Teams currently running 50+ tool MCP servers without this discipline are quietly losing 15–30% of their tool-selection accuracy and lack the instrumentation to notice. The fix is architectural, not algorithmic. Hide your tools. Make them discoverable. Treat context window as the scarce resource it is.
Your agent will thank you by making better decisions, faster.
FAQ
Does this pattern work outside Claude Code?
Yes. Any LLM system with tool schemas in context suffers identical degradation past context limits. The specific token threshold varies by model, but the architectural pattern—resident core versus discoverable deferred—applies universally to high-tool-count systems.
How do I know if I have hit the context cliff?
Instrument tool-selection accuracy per session. If you observe agents cycling between similar tools, selecting generic over specific tools, or requiring multiple correction turns, you have exceeded your model’s in-context tool capacity.
Isn’t the search latency expensive?
A cache miss costs one turn of discovery, but carrying 74 unused tools costs attention on every single turn. We observed net latency reduction because agents complete tasks in fewer total turns without thrashing between irrelevant options.
Should I implement this for 20 tools?
Probably not.
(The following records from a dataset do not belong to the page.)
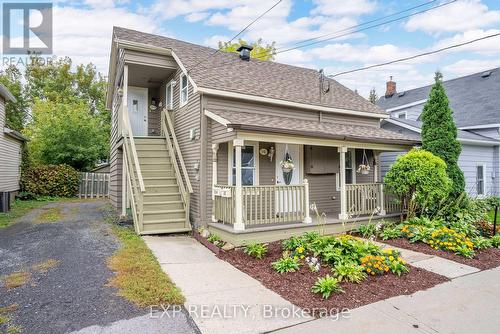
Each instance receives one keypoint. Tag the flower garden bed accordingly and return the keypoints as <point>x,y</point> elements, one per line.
<point>483,258</point>
<point>296,286</point>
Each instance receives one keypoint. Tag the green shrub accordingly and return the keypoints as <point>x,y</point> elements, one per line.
<point>214,238</point>
<point>419,178</point>
<point>366,231</point>
<point>255,250</point>
<point>286,264</point>
<point>495,241</point>
<point>390,232</point>
<point>326,286</point>
<point>481,242</point>
<point>51,180</point>
<point>349,272</point>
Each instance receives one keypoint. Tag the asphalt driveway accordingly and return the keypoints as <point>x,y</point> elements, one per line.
<point>65,266</point>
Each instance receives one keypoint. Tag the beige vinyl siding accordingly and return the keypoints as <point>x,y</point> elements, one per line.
<point>186,118</point>
<point>10,156</point>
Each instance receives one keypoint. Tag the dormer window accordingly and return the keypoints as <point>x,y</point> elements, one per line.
<point>183,96</point>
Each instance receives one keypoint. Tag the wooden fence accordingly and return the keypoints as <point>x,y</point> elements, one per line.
<point>94,185</point>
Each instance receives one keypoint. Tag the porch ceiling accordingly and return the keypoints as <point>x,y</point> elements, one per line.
<point>287,125</point>
<point>147,76</point>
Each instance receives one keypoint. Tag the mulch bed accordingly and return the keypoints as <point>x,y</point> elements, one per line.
<point>484,259</point>
<point>296,286</point>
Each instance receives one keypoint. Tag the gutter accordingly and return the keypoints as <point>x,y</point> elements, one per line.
<point>408,142</point>
<point>14,134</point>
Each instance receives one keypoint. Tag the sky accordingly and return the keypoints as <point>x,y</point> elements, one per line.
<point>82,31</point>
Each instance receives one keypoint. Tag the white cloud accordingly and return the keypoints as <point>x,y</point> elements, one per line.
<point>85,34</point>
<point>469,66</point>
<point>490,46</point>
<point>343,8</point>
<point>196,17</point>
<point>458,16</point>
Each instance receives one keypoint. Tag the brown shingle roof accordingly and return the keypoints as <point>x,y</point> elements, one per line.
<point>225,71</point>
<point>289,125</point>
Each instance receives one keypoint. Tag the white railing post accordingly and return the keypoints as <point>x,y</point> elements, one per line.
<point>381,199</point>
<point>343,192</point>
<point>307,215</point>
<point>215,148</point>
<point>238,210</point>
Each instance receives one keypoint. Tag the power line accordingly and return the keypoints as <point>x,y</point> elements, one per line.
<point>415,56</point>
<point>363,24</point>
<point>370,27</point>
<point>341,35</point>
<point>239,33</point>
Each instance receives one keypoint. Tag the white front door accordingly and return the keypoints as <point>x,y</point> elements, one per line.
<point>137,101</point>
<point>285,198</point>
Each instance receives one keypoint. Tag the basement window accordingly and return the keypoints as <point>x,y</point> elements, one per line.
<point>183,90</point>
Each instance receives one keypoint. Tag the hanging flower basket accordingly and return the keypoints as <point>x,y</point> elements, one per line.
<point>364,167</point>
<point>287,168</point>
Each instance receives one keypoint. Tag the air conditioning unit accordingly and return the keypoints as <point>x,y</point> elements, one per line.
<point>4,201</point>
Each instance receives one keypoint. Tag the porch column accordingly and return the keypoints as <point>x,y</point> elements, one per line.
<point>215,148</point>
<point>124,183</point>
<point>307,214</point>
<point>343,193</point>
<point>124,108</point>
<point>377,175</point>
<point>238,210</point>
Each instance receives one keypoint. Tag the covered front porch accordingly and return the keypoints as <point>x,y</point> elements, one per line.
<point>253,198</point>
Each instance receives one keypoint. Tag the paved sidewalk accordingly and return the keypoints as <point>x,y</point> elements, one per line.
<point>432,263</point>
<point>466,304</point>
<point>211,285</point>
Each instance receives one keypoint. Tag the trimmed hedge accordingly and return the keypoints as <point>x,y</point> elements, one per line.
<point>51,180</point>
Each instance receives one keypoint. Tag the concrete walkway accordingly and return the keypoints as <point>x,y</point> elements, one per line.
<point>432,263</point>
<point>467,304</point>
<point>219,297</point>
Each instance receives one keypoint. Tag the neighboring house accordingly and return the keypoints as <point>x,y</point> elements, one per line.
<point>10,155</point>
<point>475,101</point>
<point>229,122</point>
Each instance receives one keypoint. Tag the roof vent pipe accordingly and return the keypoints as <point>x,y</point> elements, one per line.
<point>244,51</point>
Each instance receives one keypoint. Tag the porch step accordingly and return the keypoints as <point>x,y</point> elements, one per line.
<point>163,214</point>
<point>161,197</point>
<point>165,205</point>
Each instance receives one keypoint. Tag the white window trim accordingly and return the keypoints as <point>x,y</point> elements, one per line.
<point>169,104</point>
<point>353,165</point>
<point>183,103</point>
<point>484,181</point>
<point>230,162</point>
<point>397,114</point>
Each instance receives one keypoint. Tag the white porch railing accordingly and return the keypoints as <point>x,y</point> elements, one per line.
<point>263,204</point>
<point>369,198</point>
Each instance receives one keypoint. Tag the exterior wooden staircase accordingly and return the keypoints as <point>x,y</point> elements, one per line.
<point>158,185</point>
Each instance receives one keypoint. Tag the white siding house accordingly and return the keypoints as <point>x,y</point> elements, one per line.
<point>475,102</point>
<point>10,155</point>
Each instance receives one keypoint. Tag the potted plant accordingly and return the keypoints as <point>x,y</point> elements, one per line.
<point>287,168</point>
<point>364,169</point>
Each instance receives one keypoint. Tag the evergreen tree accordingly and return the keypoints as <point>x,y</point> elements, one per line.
<point>439,134</point>
<point>373,96</point>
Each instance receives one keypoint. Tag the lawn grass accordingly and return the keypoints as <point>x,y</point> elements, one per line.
<point>50,215</point>
<point>138,275</point>
<point>16,279</point>
<point>18,209</point>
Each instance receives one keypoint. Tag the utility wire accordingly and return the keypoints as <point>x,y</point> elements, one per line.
<point>361,24</point>
<point>341,35</point>
<point>239,33</point>
<point>415,56</point>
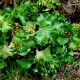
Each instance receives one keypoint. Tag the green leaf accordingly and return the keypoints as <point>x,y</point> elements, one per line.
<point>62,41</point>
<point>6,51</point>
<point>24,63</point>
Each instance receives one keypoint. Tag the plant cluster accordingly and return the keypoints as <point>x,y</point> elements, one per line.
<point>34,41</point>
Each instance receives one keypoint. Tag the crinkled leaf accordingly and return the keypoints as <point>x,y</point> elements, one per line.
<point>42,36</point>
<point>2,64</point>
<point>45,55</point>
<point>24,63</point>
<point>62,41</point>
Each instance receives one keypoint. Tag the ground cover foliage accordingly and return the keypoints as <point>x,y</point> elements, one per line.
<point>35,39</point>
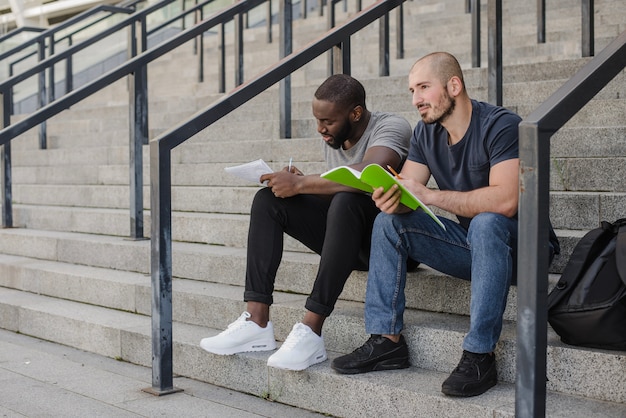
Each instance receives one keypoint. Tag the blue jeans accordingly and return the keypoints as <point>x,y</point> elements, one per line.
<point>484,254</point>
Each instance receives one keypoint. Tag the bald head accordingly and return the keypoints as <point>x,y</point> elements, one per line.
<point>443,65</point>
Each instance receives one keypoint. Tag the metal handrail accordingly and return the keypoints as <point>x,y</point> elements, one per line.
<point>161,183</point>
<point>136,68</point>
<point>535,132</point>
<point>17,31</point>
<point>66,24</point>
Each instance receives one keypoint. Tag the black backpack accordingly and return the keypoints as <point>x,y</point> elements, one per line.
<point>587,307</point>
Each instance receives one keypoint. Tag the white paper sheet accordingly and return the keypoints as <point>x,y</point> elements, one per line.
<point>251,171</point>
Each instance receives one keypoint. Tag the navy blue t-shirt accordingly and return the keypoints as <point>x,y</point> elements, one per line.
<point>492,137</point>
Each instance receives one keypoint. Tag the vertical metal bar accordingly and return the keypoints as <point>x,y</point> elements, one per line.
<point>383,46</point>
<point>161,269</point>
<point>285,48</point>
<point>138,127</point>
<point>43,135</point>
<point>200,45</point>
<point>221,60</point>
<point>475,33</point>
<point>330,4</point>
<point>238,20</point>
<point>541,21</point>
<point>5,162</point>
<point>532,271</point>
<point>269,21</point>
<point>400,31</point>
<point>342,58</point>
<point>69,71</point>
<point>587,28</point>
<point>51,88</point>
<point>494,51</point>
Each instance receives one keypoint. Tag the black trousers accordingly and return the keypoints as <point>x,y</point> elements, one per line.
<point>338,228</point>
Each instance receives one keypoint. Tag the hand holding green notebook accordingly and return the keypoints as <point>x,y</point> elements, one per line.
<point>372,177</point>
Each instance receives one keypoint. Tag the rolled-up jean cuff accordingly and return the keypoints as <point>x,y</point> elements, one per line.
<point>251,296</point>
<point>317,307</point>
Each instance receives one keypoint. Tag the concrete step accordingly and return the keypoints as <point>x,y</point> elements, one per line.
<point>127,336</point>
<point>428,290</point>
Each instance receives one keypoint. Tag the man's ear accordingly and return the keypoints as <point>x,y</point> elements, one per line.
<point>455,86</point>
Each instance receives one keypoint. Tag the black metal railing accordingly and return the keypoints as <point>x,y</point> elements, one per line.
<point>136,24</point>
<point>533,259</point>
<point>161,167</point>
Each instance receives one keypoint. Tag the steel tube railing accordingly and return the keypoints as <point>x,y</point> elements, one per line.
<point>534,133</point>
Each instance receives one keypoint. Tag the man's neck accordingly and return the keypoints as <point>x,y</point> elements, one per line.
<point>459,121</point>
<point>359,129</point>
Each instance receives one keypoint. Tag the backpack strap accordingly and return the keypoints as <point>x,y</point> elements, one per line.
<point>620,249</point>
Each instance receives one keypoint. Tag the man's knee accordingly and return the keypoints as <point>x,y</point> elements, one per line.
<point>489,223</point>
<point>263,199</point>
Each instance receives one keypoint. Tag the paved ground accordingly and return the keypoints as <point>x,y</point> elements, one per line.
<point>43,379</point>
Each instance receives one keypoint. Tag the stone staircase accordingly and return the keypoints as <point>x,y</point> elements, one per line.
<point>70,274</point>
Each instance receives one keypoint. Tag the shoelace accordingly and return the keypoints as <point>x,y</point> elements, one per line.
<point>468,364</point>
<point>294,337</point>
<point>237,325</point>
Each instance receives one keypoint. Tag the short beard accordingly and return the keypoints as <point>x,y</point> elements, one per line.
<point>342,136</point>
<point>451,103</point>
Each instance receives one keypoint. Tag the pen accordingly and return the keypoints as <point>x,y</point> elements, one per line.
<point>394,172</point>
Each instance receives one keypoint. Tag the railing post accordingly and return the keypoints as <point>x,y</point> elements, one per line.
<point>383,46</point>
<point>138,127</point>
<point>532,272</point>
<point>199,44</point>
<point>342,60</point>
<point>541,21</point>
<point>161,269</point>
<point>588,29</point>
<point>494,51</point>
<point>5,162</point>
<point>285,48</point>
<point>330,19</point>
<point>221,60</point>
<point>43,135</point>
<point>269,21</point>
<point>69,72</point>
<point>51,87</point>
<point>400,32</point>
<point>238,20</point>
<point>475,33</point>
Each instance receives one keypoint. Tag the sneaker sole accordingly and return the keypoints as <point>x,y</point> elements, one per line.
<point>469,393</point>
<point>317,358</point>
<point>259,345</point>
<point>392,364</point>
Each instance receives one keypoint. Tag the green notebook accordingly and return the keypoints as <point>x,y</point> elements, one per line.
<point>372,177</point>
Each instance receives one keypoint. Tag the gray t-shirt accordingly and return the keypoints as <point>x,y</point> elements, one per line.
<point>491,137</point>
<point>383,130</point>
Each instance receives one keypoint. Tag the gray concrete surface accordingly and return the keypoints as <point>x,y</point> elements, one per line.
<point>42,379</point>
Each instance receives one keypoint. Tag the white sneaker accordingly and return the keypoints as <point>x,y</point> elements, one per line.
<point>301,349</point>
<point>241,336</point>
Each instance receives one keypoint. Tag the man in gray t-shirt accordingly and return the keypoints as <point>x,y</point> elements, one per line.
<point>333,220</point>
<point>471,150</point>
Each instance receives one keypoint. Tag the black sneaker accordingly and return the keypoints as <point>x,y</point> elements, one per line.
<point>378,353</point>
<point>474,375</point>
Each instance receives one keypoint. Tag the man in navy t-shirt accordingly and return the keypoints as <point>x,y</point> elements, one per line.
<point>471,150</point>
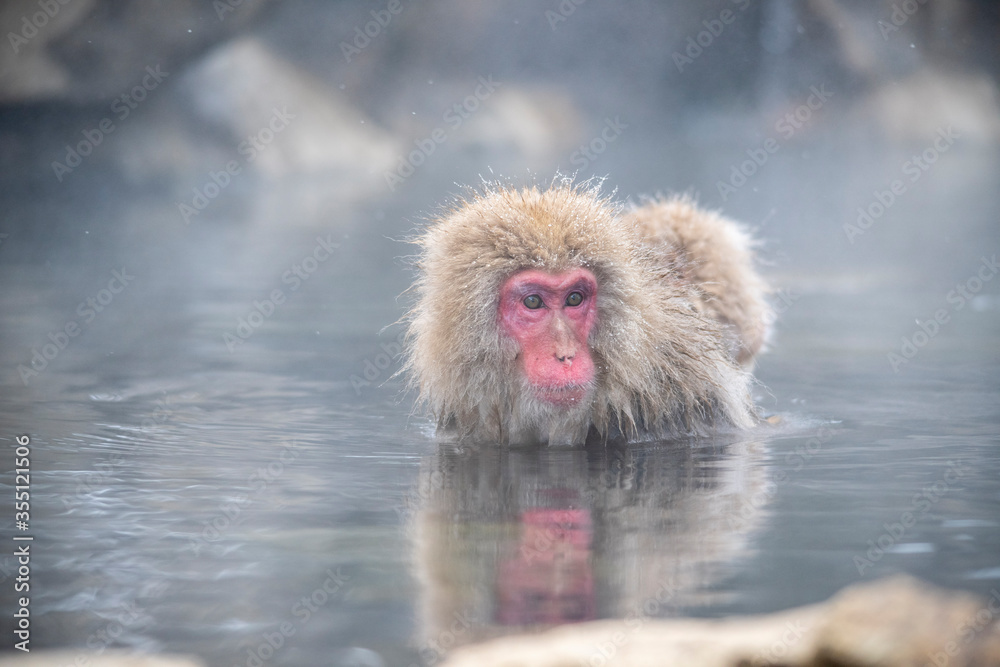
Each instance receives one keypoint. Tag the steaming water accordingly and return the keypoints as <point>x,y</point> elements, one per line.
<point>188,499</point>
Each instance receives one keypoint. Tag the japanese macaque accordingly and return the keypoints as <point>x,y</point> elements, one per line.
<point>554,316</point>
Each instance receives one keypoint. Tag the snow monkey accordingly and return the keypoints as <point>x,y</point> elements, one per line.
<point>557,316</point>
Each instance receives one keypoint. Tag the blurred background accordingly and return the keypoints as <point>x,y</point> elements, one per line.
<point>203,226</point>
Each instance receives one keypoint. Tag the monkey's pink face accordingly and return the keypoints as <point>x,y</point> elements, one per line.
<point>550,317</point>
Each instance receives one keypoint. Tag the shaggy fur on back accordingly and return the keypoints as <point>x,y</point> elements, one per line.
<point>676,314</point>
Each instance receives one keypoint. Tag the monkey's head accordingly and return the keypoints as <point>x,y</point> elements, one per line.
<point>542,316</point>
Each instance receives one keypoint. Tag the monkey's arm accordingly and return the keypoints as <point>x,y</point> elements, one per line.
<point>716,256</point>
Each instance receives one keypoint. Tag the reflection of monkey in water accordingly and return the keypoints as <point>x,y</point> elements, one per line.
<point>548,316</point>
<point>548,578</point>
<point>507,540</point>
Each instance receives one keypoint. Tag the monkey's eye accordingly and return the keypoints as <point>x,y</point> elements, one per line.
<point>533,302</point>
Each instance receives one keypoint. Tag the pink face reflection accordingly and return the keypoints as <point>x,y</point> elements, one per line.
<point>550,579</point>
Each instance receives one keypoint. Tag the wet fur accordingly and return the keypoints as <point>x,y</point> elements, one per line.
<point>679,309</point>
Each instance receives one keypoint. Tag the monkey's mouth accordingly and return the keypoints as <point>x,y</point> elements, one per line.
<point>566,396</point>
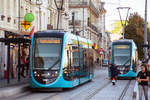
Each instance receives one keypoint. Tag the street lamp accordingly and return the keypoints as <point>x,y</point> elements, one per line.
<point>123,24</point>
<point>59,6</point>
<point>39,2</point>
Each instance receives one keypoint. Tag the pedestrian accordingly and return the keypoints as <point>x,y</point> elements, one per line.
<point>114,72</point>
<point>22,65</point>
<point>142,79</point>
<point>27,65</point>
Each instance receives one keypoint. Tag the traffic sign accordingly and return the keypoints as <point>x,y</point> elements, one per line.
<point>25,24</point>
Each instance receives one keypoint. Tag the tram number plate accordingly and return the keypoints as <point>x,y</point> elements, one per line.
<point>122,68</point>
<point>45,80</point>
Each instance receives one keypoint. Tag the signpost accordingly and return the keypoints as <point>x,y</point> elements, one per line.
<point>25,24</point>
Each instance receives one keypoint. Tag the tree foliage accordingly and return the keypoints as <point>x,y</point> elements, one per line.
<point>135,30</point>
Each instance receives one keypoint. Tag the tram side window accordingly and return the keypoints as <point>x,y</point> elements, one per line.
<point>75,56</point>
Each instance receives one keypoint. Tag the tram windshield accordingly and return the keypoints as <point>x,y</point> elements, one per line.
<point>122,55</point>
<point>47,53</point>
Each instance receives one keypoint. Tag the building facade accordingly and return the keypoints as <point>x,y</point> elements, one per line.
<point>89,20</point>
<point>12,13</point>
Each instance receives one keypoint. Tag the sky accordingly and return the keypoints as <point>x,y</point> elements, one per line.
<point>112,13</point>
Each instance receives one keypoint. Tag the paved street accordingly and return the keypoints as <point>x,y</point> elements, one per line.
<point>99,89</point>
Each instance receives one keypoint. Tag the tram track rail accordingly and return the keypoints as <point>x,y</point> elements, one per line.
<point>96,91</point>
<point>121,97</point>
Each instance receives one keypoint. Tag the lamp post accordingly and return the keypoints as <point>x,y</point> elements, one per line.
<point>59,6</point>
<point>123,24</point>
<point>39,3</point>
<point>145,30</point>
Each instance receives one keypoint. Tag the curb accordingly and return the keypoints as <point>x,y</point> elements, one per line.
<point>10,91</point>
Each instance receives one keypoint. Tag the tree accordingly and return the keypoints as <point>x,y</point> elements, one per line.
<point>135,30</point>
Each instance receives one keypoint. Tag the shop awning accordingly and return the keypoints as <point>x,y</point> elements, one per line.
<point>15,40</point>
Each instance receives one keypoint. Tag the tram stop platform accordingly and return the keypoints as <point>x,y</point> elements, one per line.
<point>13,88</point>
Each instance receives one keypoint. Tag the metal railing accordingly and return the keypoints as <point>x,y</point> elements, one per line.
<point>87,3</point>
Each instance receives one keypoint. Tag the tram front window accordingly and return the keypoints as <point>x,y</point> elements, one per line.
<point>47,53</point>
<point>122,55</point>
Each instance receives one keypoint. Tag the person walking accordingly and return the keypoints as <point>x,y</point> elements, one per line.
<point>27,65</point>
<point>114,73</point>
<point>22,66</point>
<point>142,79</point>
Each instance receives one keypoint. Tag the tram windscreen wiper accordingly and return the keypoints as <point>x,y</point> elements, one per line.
<point>54,64</point>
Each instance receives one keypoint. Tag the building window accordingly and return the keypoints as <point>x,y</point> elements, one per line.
<point>8,19</point>
<point>14,21</point>
<point>2,17</point>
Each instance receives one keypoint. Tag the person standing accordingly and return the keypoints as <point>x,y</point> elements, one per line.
<point>142,79</point>
<point>27,65</point>
<point>22,66</point>
<point>114,72</point>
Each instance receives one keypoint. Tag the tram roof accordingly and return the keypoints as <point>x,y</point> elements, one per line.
<point>123,40</point>
<point>57,33</point>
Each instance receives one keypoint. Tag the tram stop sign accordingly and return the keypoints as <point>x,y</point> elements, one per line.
<point>25,24</point>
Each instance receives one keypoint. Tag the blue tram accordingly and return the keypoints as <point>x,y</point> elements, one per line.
<point>60,60</point>
<point>124,56</point>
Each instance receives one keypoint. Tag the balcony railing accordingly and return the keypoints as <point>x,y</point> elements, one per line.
<point>77,22</point>
<point>81,4</point>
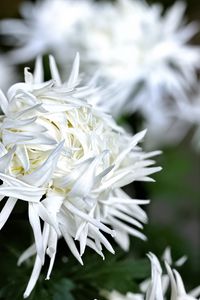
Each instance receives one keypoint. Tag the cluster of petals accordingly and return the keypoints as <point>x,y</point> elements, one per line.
<point>139,49</point>
<point>7,73</point>
<point>68,161</point>
<point>159,285</point>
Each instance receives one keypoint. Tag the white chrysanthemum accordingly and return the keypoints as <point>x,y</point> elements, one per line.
<point>7,73</point>
<point>157,286</point>
<point>69,161</point>
<point>46,27</point>
<point>145,51</point>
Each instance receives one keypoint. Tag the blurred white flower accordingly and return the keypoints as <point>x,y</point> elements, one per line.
<point>7,73</point>
<point>69,161</point>
<point>140,49</point>
<point>156,289</point>
<point>46,27</point>
<point>145,51</point>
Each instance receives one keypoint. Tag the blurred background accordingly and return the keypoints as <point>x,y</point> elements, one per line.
<point>174,212</point>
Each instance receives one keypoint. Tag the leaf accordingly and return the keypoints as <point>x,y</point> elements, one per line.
<point>62,290</point>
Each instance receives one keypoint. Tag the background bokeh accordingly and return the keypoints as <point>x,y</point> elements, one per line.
<point>174,212</point>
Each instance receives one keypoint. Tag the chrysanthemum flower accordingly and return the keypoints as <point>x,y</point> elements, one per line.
<point>68,161</point>
<point>46,27</point>
<point>139,47</point>
<point>143,50</point>
<point>157,286</point>
<point>7,73</point>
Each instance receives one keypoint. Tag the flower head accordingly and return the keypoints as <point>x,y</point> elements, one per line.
<point>158,285</point>
<point>69,161</point>
<point>7,73</point>
<point>46,27</point>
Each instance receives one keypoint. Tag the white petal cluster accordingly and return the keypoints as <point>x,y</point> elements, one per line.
<point>140,48</point>
<point>47,26</point>
<point>159,284</point>
<point>68,161</point>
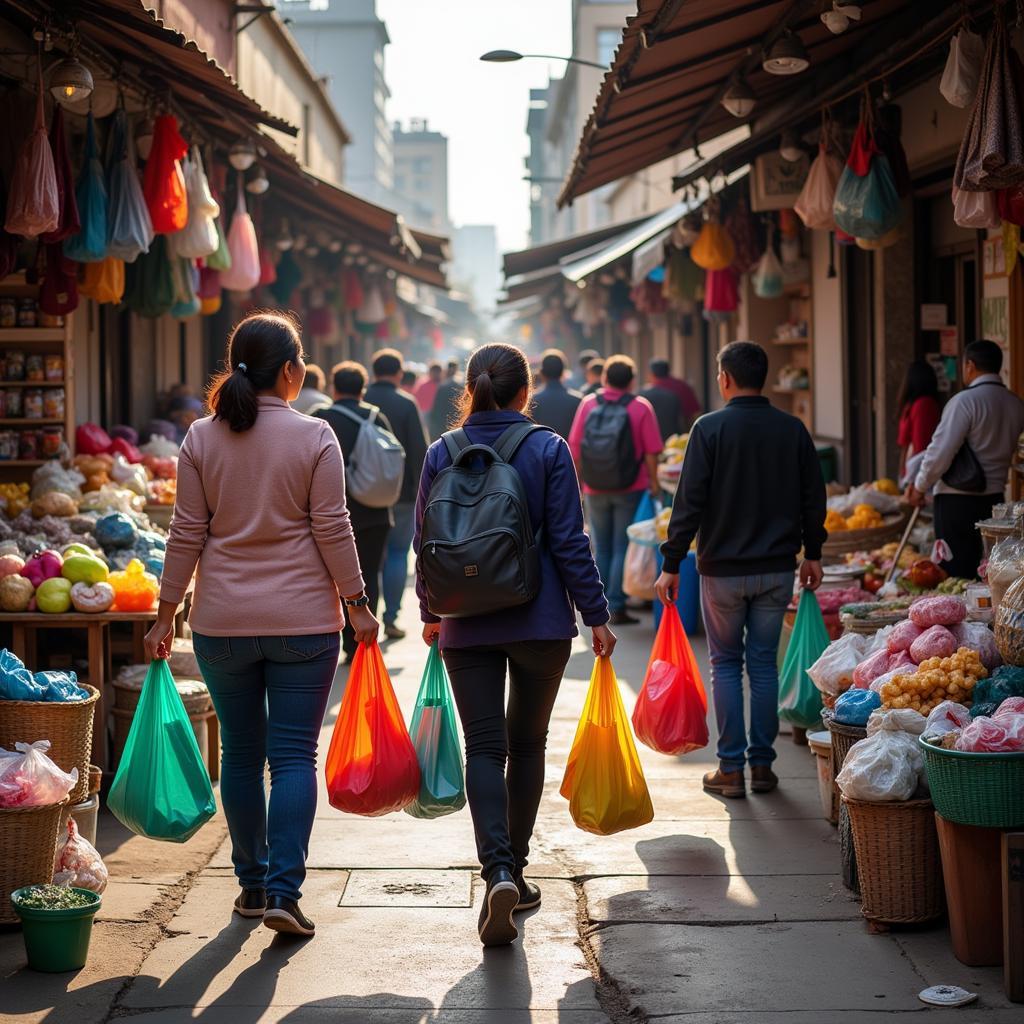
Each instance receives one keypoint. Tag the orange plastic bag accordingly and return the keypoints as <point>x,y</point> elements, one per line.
<point>372,766</point>
<point>604,782</point>
<point>671,714</point>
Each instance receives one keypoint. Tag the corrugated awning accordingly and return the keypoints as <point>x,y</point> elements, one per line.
<point>663,93</point>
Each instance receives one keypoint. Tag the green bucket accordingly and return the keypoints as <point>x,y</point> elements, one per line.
<point>56,940</point>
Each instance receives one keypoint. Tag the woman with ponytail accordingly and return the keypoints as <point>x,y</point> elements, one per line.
<point>260,520</point>
<point>528,643</point>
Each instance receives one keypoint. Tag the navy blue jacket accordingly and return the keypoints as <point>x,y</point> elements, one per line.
<point>568,573</point>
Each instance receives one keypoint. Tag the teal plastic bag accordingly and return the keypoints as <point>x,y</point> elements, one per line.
<point>799,698</point>
<point>442,786</point>
<point>162,788</point>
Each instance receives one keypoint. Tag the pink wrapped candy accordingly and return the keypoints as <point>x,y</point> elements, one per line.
<point>934,642</point>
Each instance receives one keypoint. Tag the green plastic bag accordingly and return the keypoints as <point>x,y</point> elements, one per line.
<point>162,788</point>
<point>442,787</point>
<point>799,698</point>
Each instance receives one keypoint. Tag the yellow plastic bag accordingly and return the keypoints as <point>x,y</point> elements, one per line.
<point>604,782</point>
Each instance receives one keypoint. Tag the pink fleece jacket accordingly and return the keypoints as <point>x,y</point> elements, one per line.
<point>262,515</point>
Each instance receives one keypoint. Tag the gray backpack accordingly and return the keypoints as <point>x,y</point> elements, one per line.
<point>375,471</point>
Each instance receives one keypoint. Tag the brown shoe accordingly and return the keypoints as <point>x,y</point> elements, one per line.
<point>763,779</point>
<point>725,783</point>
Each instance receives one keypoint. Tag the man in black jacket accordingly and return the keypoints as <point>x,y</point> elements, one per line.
<point>752,493</point>
<point>407,424</point>
<point>371,525</point>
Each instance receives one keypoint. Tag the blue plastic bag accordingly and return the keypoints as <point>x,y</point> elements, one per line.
<point>89,246</point>
<point>855,707</point>
<point>867,207</point>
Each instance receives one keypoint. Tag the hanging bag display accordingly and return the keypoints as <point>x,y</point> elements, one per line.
<point>603,780</point>
<point>129,229</point>
<point>162,788</point>
<point>435,737</point>
<point>372,767</point>
<point>799,699</point>
<point>671,714</point>
<point>89,244</point>
<point>243,274</point>
<point>33,201</point>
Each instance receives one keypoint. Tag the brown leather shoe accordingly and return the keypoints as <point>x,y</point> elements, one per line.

The cliff typically appears between 50–100 tools depending on schema complexity. Below 30 tools, the overhead of discovery infrastructure outweighs context savings. Above 50, the discipline becomes essential.
How do agents know what to search for?
Core tools include semantic discovery primitives. When an agent needs workflow functionality, it searches for “workflow” and receives relevant deferred tools. This mirrors human behavior—consulting documentation when specialized tools are needed.